Mr. Brightside

In my personal experience people can smell that trauma on you. And there's a very specific type of person who wants to save you, fix you, help you, give you a family or a relationship like you've never had. People like that are a problem of their own.

I had a horrible childhood. I was abused in every way imaginable. I carried that into my 1st MR. And I can say with absolutely certainty in my 1st MR I chose him because his demons were attractive because I was broken. He really like the idea of me being the broken one. And that colored everything that happened after. Hence, no more MR.

My past doesn't define who I am as a wife or mother. My past doesn't define who I am as a friend. It has influenced all of those things. And I've definitely made mistakes and some repeated mistakes because of it. My past, while it did give me some toxic behaviors that I had to work hard to get past, it also gave me deep compassion, it gave me empathy, it gave me true joy because I know how dark it can be, it gave me patience, it gave me perseverance, it gave me coping skills, it gave me introspection, it gave me strength. I'm not the only one.
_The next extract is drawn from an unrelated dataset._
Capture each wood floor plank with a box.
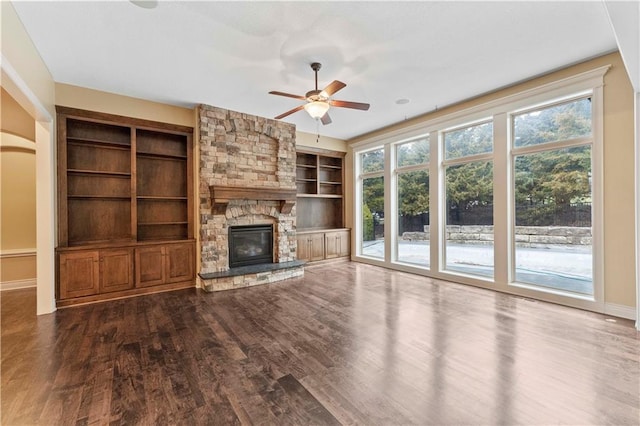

Yes there is a potential for a person to not realize toxic behavior isn't normal. But there is equally the potential that a person has fought a hard to not only work through that trauma but to put in the work to change their own toxic behavior they picked up from that environment. The only way to suss that out is to actually spend time getting to know them and not immediately writing them off.

I can't stop anyone on here from holding someone's past against them. If that works for you so be it. But I stand by putting the onus of a less than pretty past on a person you don't know well instead of the ex who didn't put in the work is YOUR baggage. That is no fault of some woman you just met no matter how crappy her parents may have been. Just like it wasn't her fault her parents were like that. Your exes failed you, or your picker failed you. Either way holding that against potential mates is on you. Not them. Not their up bringing. Not their past relationships.